Другой деревянный подиум, окруженный креслами. Стелется, клубится, ниспадает к ногам зрителей жемчужно-белый туман, по которому проносятся разноцветные, росистые вспышки, слепящие радуги. Музыка, сладостно-тягучая, словно из золотого саксофона изливаются языки душистого меда. И в этом мистическом тумане, в волшебной цветомузыке обнаженные девы, прекрасные, как языческие богини, ласкают полусонного юношу с золотым венком на русых волосах. Он в их власти, они владеют его волей. Нежными прикосновениями парализуют его мускулы. Усыпляющими поцелуями отнимают у него способность двигаться. Скользят над ним, вдыхают в него свои шепоты, оплетают руками. Каждой жилке его обессиленного тела, каждому лоскутку его изнеженной кожи уготовано божественное наслаждение, которое передается зрителям. Со своих кресел подаются вперед, ловят руками плывущий туман, хотят ухватить в нем лунно-мелькающие тела обнаженных красавиц.

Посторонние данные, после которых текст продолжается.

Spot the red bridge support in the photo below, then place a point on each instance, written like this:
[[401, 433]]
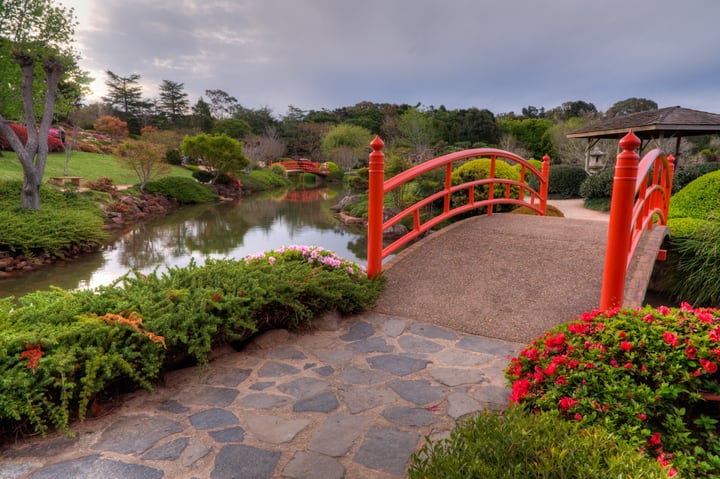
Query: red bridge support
[[639, 202]]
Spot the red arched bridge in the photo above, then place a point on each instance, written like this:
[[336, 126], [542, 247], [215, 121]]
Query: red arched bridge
[[304, 166], [513, 276]]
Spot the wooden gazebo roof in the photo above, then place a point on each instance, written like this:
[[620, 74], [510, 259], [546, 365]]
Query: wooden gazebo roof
[[666, 123], [672, 122]]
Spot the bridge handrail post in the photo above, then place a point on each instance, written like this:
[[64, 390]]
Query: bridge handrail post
[[619, 228], [376, 197], [545, 185]]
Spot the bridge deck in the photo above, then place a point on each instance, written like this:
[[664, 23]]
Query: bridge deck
[[504, 276]]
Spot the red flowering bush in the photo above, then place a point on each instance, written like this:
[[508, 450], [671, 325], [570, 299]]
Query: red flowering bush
[[644, 374]]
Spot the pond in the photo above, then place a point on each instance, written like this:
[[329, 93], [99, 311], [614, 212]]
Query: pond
[[256, 223]]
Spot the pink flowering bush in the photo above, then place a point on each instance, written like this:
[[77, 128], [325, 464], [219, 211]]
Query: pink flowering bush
[[645, 374]]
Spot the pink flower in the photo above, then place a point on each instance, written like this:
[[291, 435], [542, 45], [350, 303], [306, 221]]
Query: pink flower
[[708, 366], [655, 440], [670, 338], [567, 403], [520, 389]]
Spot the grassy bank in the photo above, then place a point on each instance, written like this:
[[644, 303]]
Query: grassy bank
[[89, 166]]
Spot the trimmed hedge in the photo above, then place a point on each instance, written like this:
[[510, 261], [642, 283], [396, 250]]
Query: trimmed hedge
[[598, 185], [516, 444], [699, 199]]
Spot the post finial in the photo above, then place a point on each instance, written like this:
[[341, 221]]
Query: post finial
[[630, 142]]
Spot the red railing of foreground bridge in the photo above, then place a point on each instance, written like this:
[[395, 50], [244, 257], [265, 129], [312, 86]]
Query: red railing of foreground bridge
[[379, 187], [640, 200], [304, 166]]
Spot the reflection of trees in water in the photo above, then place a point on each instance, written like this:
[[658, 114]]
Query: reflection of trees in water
[[220, 228]]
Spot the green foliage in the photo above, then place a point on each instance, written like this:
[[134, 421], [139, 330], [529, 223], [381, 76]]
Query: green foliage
[[685, 227], [598, 185], [173, 156], [56, 358], [564, 182], [639, 373], [184, 190], [68, 219], [221, 153], [84, 341], [480, 169], [696, 251], [699, 199], [516, 444], [683, 177]]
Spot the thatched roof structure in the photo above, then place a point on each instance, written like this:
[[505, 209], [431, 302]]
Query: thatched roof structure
[[665, 123]]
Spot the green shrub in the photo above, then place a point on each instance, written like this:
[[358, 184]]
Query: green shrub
[[335, 173], [517, 444], [66, 219], [173, 156], [698, 199], [184, 190], [55, 359], [565, 181], [684, 227], [696, 255], [203, 176], [598, 185], [683, 177], [60, 349], [480, 169], [639, 373]]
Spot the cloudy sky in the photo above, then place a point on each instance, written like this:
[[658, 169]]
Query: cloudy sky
[[502, 55]]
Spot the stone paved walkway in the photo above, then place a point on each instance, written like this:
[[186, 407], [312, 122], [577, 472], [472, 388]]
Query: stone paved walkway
[[351, 399]]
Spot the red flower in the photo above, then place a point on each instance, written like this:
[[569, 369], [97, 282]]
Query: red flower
[[708, 366], [670, 338], [520, 389], [32, 353], [567, 403]]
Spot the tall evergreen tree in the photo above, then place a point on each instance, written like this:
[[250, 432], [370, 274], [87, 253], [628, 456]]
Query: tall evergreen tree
[[173, 100]]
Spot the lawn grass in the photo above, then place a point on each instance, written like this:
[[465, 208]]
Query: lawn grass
[[89, 166]]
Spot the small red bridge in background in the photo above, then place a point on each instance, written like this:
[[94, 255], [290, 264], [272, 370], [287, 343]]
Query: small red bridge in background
[[304, 166], [513, 276]]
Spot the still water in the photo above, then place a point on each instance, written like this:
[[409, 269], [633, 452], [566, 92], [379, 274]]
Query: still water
[[257, 223]]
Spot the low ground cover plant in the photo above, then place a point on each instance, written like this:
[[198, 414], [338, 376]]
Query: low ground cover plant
[[644, 374], [520, 444], [60, 350]]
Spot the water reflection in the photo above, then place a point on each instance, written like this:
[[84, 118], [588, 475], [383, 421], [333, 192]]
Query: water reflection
[[257, 223]]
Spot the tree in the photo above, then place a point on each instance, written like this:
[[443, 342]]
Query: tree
[[345, 144], [112, 126], [173, 100], [232, 127], [630, 105], [124, 93], [145, 159], [222, 105], [202, 116], [35, 32], [220, 153]]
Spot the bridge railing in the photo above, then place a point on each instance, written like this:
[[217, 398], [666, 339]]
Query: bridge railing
[[304, 166], [640, 200], [524, 195]]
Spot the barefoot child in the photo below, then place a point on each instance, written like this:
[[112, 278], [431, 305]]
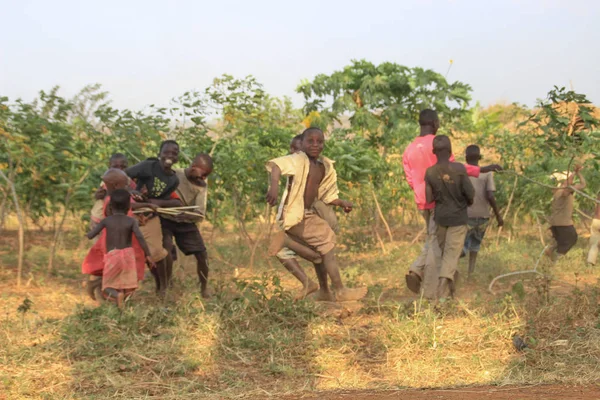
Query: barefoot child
[[192, 191], [595, 235], [417, 157], [314, 179], [156, 178], [287, 256], [93, 264], [448, 185], [561, 218], [479, 212], [119, 261], [117, 161]]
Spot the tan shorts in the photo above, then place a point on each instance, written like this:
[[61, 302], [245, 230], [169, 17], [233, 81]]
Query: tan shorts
[[286, 254], [314, 231], [152, 232]]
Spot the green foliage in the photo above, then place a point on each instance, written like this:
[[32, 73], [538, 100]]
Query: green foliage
[[380, 98]]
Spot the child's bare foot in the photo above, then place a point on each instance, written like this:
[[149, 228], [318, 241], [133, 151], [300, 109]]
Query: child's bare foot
[[305, 291], [93, 283], [120, 300], [323, 295], [206, 293], [444, 288], [348, 294], [413, 282]]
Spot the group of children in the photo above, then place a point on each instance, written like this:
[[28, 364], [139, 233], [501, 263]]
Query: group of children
[[139, 210], [454, 199]]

Еще одна площадка под балдахином, из которого льется розовый свет. В шатре лучей, на пышном ложе, среди пенящихся материй, две обольстительных женщины ласкают друг друга. В их движениях нежность и неутомимость. Желание продлить утонченную сладость. Искусство получать несравнимое ни с чем наслаждение. Они напоминают то двух больших шелковистых кошек. То сочный сплетенный вензель. То живой, с шевелящимися лепестками цветок. Их соитие подобно танцу. Они проникают друг в друга, как два медлительных влажных моллюска, открывших свои перламутровые раковины в серебристой прозрачной воде. Публика, созерцающая их волнообразные движения, сама чуть заметно колышится и трепещет, словно по ней пробегают сладостная нега и дрожь.
В этом заведении для любовных утех, погруженном в теплую бархатную тьму, среди гротов и таинственных зарослей, вдруг возникают озаренные поляны, над которыми сверкают разноцветные светила и луны. В их мерцании и блеске совершаются языческие игрища и камлания, ритуальные танцы, славящие всесильное плотоядное Божество с красными от поцелуев губами, с мокрой от яростной страсти шерстью, с крепкими копытами, в которых он зажал обнаженную пугливую нимфу. Обнюхивает ее жаркими, вывороченными ноздрями. Наклоняет над ней бычью рогатую голову, увенчанную пучками душистых роз.